The Seattle Police Officer’s Guild has spent $100,000 opposing the measure, according to state lobbying filings. The Vancouver, Tacoma and Spokane police guilds have given money to oppose the initiative as well.

3. Florida

Florida’s Amendment 4 would restore the right to vote to an estimated 1.6 million people who were previously convicted of a felony, with the exception of murder or sexual violence, who have completed their prison sentences, parole and probation. Today, former felons in Florida must wait five to seven years to apply to the state clemency board, which meets four times a year. The board then decides whether applicants can vote, serve on a jury or run for public office. Since Republican Gov. Rick Scott took office in 2011, only 3,200 people have had their civil rights restored. By comparison, from 2007 to 2011, then-Republican Gov. Charlie Crist restored the voting rights of more than 155,000 people.

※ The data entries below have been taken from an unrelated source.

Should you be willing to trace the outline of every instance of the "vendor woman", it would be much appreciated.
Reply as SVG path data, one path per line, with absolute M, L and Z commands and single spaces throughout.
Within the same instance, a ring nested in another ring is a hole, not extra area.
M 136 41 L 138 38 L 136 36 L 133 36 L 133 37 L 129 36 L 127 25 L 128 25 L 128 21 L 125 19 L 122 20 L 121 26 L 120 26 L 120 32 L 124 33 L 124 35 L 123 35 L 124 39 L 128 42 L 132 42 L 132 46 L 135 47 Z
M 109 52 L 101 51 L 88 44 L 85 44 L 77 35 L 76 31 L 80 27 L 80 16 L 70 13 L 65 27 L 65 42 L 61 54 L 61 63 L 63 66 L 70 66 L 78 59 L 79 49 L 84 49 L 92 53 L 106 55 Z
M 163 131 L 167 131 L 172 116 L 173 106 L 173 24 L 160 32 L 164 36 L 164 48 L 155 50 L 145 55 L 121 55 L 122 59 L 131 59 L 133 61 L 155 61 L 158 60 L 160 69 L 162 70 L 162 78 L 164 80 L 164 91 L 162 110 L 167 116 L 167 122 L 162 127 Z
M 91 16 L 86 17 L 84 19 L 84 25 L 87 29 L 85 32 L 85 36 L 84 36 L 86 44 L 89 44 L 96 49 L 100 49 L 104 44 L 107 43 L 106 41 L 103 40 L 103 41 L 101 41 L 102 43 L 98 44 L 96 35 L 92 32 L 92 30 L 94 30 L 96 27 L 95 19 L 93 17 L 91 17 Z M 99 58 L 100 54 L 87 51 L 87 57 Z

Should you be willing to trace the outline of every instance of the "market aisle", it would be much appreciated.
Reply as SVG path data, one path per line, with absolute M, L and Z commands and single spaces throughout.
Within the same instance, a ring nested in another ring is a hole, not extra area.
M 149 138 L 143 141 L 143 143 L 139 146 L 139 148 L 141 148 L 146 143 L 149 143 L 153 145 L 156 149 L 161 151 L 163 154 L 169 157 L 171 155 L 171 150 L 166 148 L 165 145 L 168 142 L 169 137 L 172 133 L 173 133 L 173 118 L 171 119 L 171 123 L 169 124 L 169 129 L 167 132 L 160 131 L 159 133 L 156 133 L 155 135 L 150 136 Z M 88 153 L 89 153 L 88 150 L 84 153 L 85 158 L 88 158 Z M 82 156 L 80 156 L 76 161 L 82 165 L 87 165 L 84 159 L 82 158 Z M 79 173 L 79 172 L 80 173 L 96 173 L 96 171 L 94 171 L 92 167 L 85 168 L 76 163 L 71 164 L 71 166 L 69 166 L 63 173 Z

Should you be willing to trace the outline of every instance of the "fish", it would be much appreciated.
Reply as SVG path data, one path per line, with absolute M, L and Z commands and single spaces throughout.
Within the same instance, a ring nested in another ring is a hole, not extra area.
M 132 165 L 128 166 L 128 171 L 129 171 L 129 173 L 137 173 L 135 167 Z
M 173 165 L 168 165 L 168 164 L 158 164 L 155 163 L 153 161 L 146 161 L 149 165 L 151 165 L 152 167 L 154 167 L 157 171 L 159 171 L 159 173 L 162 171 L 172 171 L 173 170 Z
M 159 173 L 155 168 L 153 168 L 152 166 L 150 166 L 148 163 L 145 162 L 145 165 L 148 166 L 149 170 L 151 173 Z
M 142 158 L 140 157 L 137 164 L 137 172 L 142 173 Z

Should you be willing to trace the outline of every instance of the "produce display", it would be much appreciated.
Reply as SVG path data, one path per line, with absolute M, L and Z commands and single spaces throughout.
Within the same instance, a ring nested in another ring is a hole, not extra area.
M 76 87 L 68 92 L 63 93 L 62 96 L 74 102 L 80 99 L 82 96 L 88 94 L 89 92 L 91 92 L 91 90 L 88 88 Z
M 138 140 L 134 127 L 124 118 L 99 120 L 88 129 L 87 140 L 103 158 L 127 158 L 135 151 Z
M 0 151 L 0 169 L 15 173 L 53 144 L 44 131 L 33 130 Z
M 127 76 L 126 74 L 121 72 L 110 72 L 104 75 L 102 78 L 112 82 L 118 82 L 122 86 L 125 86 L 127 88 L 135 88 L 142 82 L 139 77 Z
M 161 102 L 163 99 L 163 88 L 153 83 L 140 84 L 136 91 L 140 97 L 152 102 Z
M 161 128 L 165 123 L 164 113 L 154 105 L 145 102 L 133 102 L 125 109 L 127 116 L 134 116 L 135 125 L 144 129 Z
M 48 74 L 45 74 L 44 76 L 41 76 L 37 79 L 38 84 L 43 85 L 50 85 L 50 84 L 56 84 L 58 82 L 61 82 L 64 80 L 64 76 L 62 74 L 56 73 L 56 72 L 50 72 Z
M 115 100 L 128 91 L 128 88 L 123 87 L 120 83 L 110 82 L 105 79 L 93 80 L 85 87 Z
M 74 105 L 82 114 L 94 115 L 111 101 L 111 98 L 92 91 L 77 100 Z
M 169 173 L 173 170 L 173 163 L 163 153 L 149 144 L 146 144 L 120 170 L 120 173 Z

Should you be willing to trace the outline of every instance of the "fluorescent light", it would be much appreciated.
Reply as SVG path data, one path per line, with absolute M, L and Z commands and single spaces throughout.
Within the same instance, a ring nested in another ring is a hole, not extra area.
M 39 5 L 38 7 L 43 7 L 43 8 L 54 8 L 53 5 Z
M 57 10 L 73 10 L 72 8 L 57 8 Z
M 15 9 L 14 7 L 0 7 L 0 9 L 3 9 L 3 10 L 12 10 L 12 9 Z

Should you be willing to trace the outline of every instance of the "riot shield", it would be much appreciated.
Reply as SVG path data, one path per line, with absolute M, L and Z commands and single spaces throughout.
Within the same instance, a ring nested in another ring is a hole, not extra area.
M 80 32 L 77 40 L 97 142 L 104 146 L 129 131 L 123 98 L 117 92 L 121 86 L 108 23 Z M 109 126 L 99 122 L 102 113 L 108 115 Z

“Our penal system is the means by which lawbreakers are to satisfy their debt to society. To continue to punish these individuals after they have fully served their sentences seems needlessly punitive,” said Jaret Davis, an attorney in Miami. “By disenfranchising more than 1 million Florida residents, we make it impossible to ever truly have a representative democracy.”

“A person’s right to vote has been a political football, where your right to vote can depend upon who’s in office and what they feel like that day,” said Myrna Pérez of NYU’s Brennan Center for Justice. “Part of the beauty of the amendment is that it sets forth a clear standard that people understand that doesn’t have to deal with whim or discretion, but will actually be an across-the-board applied rule.”

4. Ohio

Issue 1 in Ohio attempts to reduce the number of people who are incarcerated for low-level, nonviolent crimes. Crimes related to the possession and use of drugs, including the opioid fentanyl, a leading cause of overdose deaths, would be no more than misdemeanors. Incarcerated people would have the option to reduce their sentences through education or treatment programs.

According to analysis from the think tank Policy Matters Ohio, “Issue 1 would divert more than 10,000 Ohioans from expensive incarceration, treating them instead in the community, where they can better participate in work and family life. This would free up more than $136 million in the first year of full implementation.”

“There is so much investment in punishing people and locking them up in prison cells and so little investment in healing those people who need to transform their lives,” said the Ohio Justice and Policy Center’s Stephen JohnsonGrove.

Facebook founder Mark Zuckerberg’s The Chan Zuckerberg Initiative and investor George Soros’ Open Society Policy Center have each given $1 million in support of Issue 1.

5. Colorado

The 13th Amendment to the U.S. Constitution and more than a dozen state constitutions (including Colorado’s) contain a clause that allows slavery as punishment for someone who has been convicted of a crime. Colorado Amendment A would clarify that “there shall never be in this state either slavery or involuntary servitude.” The legislation would not affect below-minimum-wage prison workers, because they do receive payment, however small. Rather, the amendment focuses on future scenarios.

According to Nathan Woodliff-Stanley, director of the American Civil Liberties Union of Colorado: “It would not necessarily violate our constitution for prisoners to be bought and sold for slave labor by public or private prisons, or even put on the auction block and sold as slaves to the highest bidder, as long as it could be defined as a punishment for crime. We may think that could never happen, but in the context of today’s national politics, it is hard to feel comforted just by an assumption that something will never happen.”